3 of 227 comments (clear)

  1. Open access leads to better outcomes by Stonefish · · Score: 4, Interesting

    1. Biological agents are readily available.
    2. Biological agents are naturally dangerous ie H5N1 is killing people.
    3. Reseach into these agents will provide positive outcomes. ie vaccines
    4. Stupid measures such as profiles fail the best researchers, eg NSA fails more than 50% of maths researchers. Those creative left handed types are dangerous. It's actually true that NSA employs fewer left handed people than the research community at large and is an acknowledged problem. ;-)
    5. Research doesn't have many resources, wasting them upon dumb controls means much less reseach.
    6 The military has oodles of cash (read wasteful) however they're not allowed to play with biological weapons so biology doesn't get much of this cash. (unlike nukes)

  2. Re:Spanish Flu by __aaltlg1547 · · Score: 4, Interesting

    The consequences of the material getting out are worse with the pathogens because it doesn't take any technical capability at all to start the spread of the pathogen. All a person has to do is get infected, or get another person infected.

    Steal 20 pounds of weapons-grade plutonium and you have 20 of raw material that you need a Ph.D. and a lot of engineering knowledge to convert into a bomb that can kill millions of people.

    Also, the pathogen is millions of times easier to conceal.

  3. Re:Oh god, please die in a fire right now by Pentium100 · · Score: 4, Interesting

    As I understand it, the body is quite efficient at neutralizing viruses or bacteria that it has encountered before because the body has to create antibodies that can kill a particular virus, but once those antibodies are created they can be recreated very fast.
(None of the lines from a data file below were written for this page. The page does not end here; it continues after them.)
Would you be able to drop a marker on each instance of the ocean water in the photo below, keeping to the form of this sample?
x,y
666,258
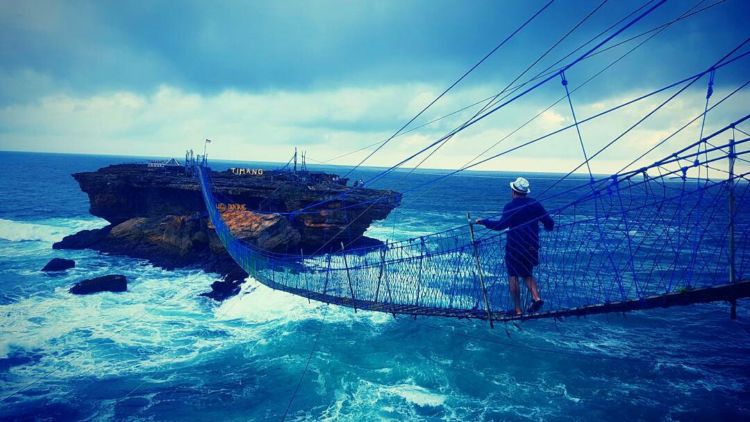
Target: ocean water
x,y
161,352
That's why vaccine works. The flu and cold viruses mutate rapidly so each time you get infected it's a "new" virus because your body could get rid of the old virus quite fast the second time.

    On the other hand, if somebody engineered a virus that has static genes, but very high mortality rate, it would no matter, since people would only get infected by it once (which would be the "first time") and then they would die. After all, human bodies do not keep a centralized antivirus database for the entire population ("John was infected by a similar virus once, here's how you build the antibodies"), just for the individual.

    So, the effectiveness of a static virus would most likely be limited by how fast a vaccine can be created and distributed.